So in order for androgenetic alopecia to occur, androgens which are expressed in the blood need to bind to the androgen receptors located in the dermal papilla. A treatment for example like RU-58841 or CB-03 binds to the androgen receptors there and will stop androgens to attach to these androgen receptors, preventing or slowing androgenetic alopecia. There is evidence that people suffering from androgenetic alopecia have increased androgen receptor expression and increased 5ar2 expression.
In androgenetic alopecia as you guys may very well know too is that with each cycle the hair becomes more miniaturized. The hair becomes thinner, shallower and keeps reducing each cycle until you are basically left with almost nothing. Important to know is that the dermal papilla cells specify hair size, shape and the reduction of them causes a follicular decline (1), (2).

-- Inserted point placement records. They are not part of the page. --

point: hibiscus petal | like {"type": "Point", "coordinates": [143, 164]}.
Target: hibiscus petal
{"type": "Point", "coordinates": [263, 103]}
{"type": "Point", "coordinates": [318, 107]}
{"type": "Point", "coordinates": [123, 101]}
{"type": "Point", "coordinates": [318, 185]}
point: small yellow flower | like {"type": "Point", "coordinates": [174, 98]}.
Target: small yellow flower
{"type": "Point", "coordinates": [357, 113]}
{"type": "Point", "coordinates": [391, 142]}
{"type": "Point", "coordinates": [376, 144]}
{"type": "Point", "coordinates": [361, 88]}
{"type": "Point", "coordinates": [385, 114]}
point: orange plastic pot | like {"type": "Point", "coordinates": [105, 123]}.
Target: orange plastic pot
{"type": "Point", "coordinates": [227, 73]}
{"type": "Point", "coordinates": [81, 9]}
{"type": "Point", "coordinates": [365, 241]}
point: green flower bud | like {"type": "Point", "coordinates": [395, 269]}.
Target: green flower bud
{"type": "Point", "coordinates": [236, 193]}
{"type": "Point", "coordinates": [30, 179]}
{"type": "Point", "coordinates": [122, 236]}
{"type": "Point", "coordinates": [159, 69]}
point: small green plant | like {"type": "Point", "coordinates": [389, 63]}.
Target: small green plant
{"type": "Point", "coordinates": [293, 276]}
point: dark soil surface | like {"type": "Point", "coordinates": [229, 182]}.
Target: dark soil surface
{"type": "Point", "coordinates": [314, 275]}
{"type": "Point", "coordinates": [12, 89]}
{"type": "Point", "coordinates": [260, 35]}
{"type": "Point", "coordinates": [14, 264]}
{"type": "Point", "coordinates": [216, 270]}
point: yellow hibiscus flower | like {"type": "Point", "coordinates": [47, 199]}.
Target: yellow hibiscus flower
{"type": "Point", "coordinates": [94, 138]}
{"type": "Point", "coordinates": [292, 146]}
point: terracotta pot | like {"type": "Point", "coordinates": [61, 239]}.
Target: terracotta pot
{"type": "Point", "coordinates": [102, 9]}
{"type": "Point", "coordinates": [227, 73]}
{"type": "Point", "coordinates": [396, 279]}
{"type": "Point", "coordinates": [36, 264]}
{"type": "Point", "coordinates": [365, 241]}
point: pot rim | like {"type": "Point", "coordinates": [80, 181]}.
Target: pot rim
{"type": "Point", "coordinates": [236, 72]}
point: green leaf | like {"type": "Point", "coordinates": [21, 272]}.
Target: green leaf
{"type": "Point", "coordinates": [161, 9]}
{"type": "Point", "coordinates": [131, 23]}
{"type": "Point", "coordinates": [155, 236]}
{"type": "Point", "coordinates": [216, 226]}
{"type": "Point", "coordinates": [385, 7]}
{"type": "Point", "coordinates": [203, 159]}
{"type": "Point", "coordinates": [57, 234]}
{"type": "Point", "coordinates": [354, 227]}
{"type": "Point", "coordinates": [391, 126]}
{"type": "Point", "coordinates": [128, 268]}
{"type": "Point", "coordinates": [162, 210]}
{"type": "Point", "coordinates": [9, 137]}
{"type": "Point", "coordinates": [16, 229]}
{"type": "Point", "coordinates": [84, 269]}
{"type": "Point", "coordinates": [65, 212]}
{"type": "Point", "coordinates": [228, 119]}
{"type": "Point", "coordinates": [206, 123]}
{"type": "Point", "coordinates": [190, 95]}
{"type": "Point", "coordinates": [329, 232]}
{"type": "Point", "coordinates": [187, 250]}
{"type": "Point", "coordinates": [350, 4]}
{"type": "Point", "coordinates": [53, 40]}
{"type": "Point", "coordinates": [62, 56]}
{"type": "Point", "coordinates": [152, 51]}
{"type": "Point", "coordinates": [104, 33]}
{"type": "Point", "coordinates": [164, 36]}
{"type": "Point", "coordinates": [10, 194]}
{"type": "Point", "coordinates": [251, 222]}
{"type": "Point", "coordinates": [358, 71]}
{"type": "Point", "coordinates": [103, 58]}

_________________________________________________________________________________________________________________________________________________________________________________________________________________________
Now to the (latest) advancements about the pathology of androgenetic alopecia;
In the study named “Premature Senescence of Balding Dermal Papilla Cells In Vitro Is Associated with p16INK4a Expression”(3). They confirmed as other studies already did(4) that balding dermal papilla cells grow way slower in vitro when compared to non-balding dermal papilla cells. Not only that they found out that balding dermal papilla cells undergo premature senescence. This was associated with the following in the balding dermal papilla cells;
- Increased Expression of p16ink4a
- Increased Expression of pRb
- Expression of senescence-associated β-galactosidase
- Loss of expression of bmi-1
- Increased expression of oxidative stress and dna damage markers like HSP-27, ATM and ATR
Now a study published in November 2014 called “ Androgen Receptor Accelerates Premature Senescence of Human Dermal Papilla Cells in Association with DNA Damage” (5) found ;
- Also a increase of p16ink4a in balding dermal papilla cells and not in non-balding in vitro
- DNA damage accompanied with senescence in the balding dermal papilla cells
- Most importantly when you remove the androgen receptor from the balding dermal papilla cells DNA damage does NOT occur and senescence does NOT occur.
- The dermal papilla cells changed in morphology, they enlarged.
A other study in 2009 called “Proliferation, DNA repair and apoptosis in androgenetic alopecia (6)” found out that in comparison with occipital scalp and frontal balding scalp;
- P53 was overexpressed frontal balding scalp
- P53 showed a inverse correlation with APE-1 (dna damage repair marker)
Another study called "Analysis of microRNA expression profile in 5α -dihydrotestosterone-treated normal human dermal papilla cells" (http://www.papersearch.net/view/detail.asp?detail_key=27731029)
[video=youtube;0klARAxOYiI]https://www.youtube.com/watch?v=0klARAxOYiI[/video]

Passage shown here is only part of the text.